= Suzanne Singer =

Diné mechanical engineer

Suzanne Singer is a Diné mechanical engineer and advocate for clean energy solutions in Native American communities. She did her graduate work in microscale heat transfer and thermoelectric devices at UC Berkeley. She has also worked for Sandia National Laboratories and Lawrence Livermore National Laboratory. Currently, she uses this technical expertise to bring much-needed infrastructure and more sustainable development to tribal lands where many communities lack basic access to resources. Singer is recognized for her nonprofit initiative, Native Renewables, which addresses energy access challenges for Navajo families who do not have access to electricity. Her other program, which includes the off-grid solar photovoltaic (PV) workforce, provides essential skills for maintaining solar energy systems.

== Early life and education ==
Suzanne Singer grew up in Flagstaff, Arizona, just off the Navajo reservation, where her parents had been raised in a rural setting without electricity, running water, or indoor plumbing. STEM education helped them pull themselves out of poverty into careers, and their example of hard work and perseverance inspired Singer from an early age. She developed an early interest in math, influenced by her mother, who used programming to map the moon and planets, and her father, an engineer who was hands-on with electronics. This led her to pursue a degree in mechanical engineering at the University of Arizona, where she studied heat transfer. Later on, she joined UC Berkeley for her graduate studies, where she earned both a master's and a Ph.D. in mechanical engineering on microscale heat transfer in nanostructured materials to improve thermoelectric device efficiency for power generation and refrigeration.

== Career ==
Suzanne Singer has a background in mechanical engineering, which enables her to create programs that support tribal energy independence, offer affordable solar energy solutions, and provide training to strengthen families. She worked as a staff engineer and post-doc at Lawrence Livermore National Laboratory’s Tribal Energy Program.

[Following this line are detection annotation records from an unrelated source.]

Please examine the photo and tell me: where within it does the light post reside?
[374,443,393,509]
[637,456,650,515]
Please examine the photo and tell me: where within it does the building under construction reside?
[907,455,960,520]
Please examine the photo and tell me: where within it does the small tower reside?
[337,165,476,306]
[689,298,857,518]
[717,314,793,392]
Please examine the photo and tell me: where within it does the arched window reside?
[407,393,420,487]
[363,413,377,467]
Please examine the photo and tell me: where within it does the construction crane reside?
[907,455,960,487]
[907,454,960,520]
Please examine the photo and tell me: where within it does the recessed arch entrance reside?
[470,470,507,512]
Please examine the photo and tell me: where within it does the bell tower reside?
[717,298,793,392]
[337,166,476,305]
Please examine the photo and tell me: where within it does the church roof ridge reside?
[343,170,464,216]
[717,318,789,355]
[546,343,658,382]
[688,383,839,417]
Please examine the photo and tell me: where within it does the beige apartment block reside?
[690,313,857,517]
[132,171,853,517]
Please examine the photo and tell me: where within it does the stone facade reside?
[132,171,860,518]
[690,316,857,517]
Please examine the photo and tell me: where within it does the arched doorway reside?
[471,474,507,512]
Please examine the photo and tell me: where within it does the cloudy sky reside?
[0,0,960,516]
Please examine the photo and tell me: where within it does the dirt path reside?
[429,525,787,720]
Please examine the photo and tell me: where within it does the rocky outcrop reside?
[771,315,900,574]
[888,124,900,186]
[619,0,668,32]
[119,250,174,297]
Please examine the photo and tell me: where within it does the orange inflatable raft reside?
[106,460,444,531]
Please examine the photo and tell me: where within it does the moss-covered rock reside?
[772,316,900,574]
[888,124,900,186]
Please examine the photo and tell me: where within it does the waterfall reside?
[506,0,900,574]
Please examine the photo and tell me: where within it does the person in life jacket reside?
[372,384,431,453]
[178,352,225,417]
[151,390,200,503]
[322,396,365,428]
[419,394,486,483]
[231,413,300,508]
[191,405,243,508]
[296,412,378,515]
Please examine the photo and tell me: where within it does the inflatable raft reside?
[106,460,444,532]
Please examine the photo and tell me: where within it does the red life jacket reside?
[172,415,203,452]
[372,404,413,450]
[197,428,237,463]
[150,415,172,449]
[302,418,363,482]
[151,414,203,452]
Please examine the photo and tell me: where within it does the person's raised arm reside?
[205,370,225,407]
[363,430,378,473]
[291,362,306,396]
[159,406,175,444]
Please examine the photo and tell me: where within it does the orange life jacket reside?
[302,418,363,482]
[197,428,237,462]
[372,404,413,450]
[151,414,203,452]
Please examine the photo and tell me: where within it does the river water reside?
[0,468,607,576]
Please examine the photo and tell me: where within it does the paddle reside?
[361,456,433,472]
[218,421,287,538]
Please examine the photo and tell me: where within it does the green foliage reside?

Singer used her expertise in renewable energy to build efficient energy infrastructure for tribes across the country. Since joining Lawrence Livermore National Laboratory (LLNL) in 2011, she has worked on projects focused on solar power and energy efficiency. She also serves as a technical advisor to the Tribal Clean Energy Resource Center, a partnership between LLNL and Northern Arizona University, to address tribal energy challenges.

Singer is a co-founder and executive director of Native Renewables Inc. She co-founded Native Renewables with Wahleah Johns, a fellow Navajo in 2016, to address electricity access challenges for Native families living off-grid. After meeting at a dinner and staying in touch, they were inspired to create sustainable solutions for the 15,000 Navajo homes without electricity. Native Renewables focuses on three main programs: affordable financing for solar installations, education to help families maintain systems for 20+ years, and support for repairing non-functional systems.

Additionally, Singer launched a 7-8 week off-grid solar PV training program to build a Native workforce that provides electricity and support to their communities.

She is a member of the Navajo (Diné) tribe, and has received notable honors, including the 2019 U.S. Clean Energy Education Empowerment (C3E) Entrepreneurship Award and the 2021 Echoing Green. Another special recognition included her being recognized at the 8th Annual C3E Women in Clean Energy Symposium, with a financial award to support her word in Native Renewables.

Singer was included on Lydia Jennings' list of inspirational indigenous scientists created for the nonprofit, AISES.